With a ban on non-essential travel and some countries in complete lockdown, the European tourism sector is looking at a pandemic-imposed collapse in the upcoming summer season. A helping hand from the EU is far from close.
Tourist hotspots around the globe are seeing a dramatic decrease in visitors and booking. It is the first time since World War II that the whole sector is hit equally – multinational airlines, travel agencies, family-owned hotels or freelance tourist guides.
The bloc’s internal market commissioner Thierry Breton said on Tuesday (21 April) that Europe’s tourism economy could drop by up to 70% and be among the last to recover, and he therefore wants the sector to be first in line when it comes to COVID-19 recovery funds.
“I consider that tourism should benefit the most, more than 20% without a doubt,” he told EU lawmakers in the European Parliament’s Transport Committee.

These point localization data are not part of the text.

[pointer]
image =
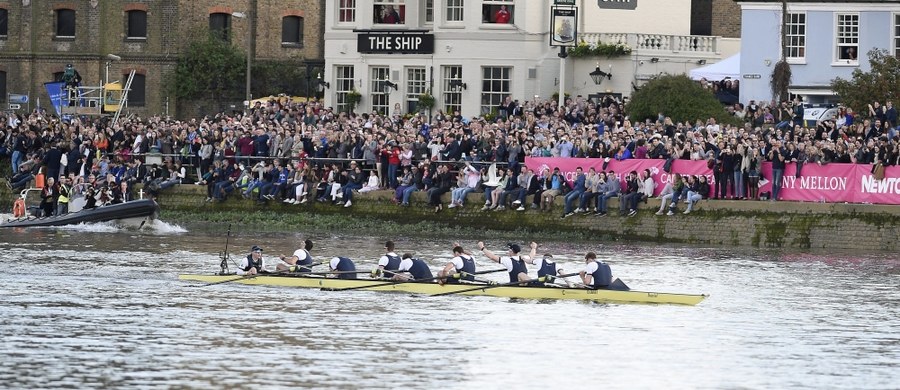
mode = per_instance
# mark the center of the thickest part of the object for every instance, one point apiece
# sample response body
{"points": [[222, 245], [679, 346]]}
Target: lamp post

But the funds are still nowhere to be seen. And even if they are made available any time soon, it is unclear what strings will be attached for the countries that will benefit from them.
Breton, however, surprised MEPs with a rather unexpected announcement: telling them that a special summit could be organised in September or October to deal with the fallout of the pandemic and set out a roadmap for sustainable tourism across Europe.

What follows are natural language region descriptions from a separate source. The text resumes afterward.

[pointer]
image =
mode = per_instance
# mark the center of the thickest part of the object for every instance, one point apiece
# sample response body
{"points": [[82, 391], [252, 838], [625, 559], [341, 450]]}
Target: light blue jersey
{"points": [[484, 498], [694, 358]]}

But we are not Australia or New Zealand. Summer is practically around the corner and help is already needed by many in the sector who are teetering on the verge of bankruptcy. An autumn summit will be far too late.
|SMEs are also reluctant to make use of extraordinary measures such as borrowing from the European Investment Bank as this will increase private debt in the long run.|
On a communication level, the EU executive has not been its own best friend either.
Commission chief Ursula von der Leyen sent several contradictory messages in the space of ten days on the matter. Last week, she advised EU citizens not make summer vacation plans. A week later, she said she was positive about “smart” summer holidays, though precisely what constitutes a ‘smart holiday’ is far from clear.
Greece, for instance, is mulling the introduction of “health passports”, meaning those willing to travel to Greece need to be tested first in the country where the holiday starts. Czech Republic’s President Milos Zeman has suggested that the country’s borders should remain sealed off for a year.
It is true that once it feels safe again, solo travellers and adventurers might return to their voyaging habits fairly quickly. But many of those dreaming of a careless summer vacation will think twice before booking anything this year.
Meanwhile, the so-called MICE industry, dealing in meetings, incentives, conferences and exhibitions, will take a long time to return to pre-corona levels.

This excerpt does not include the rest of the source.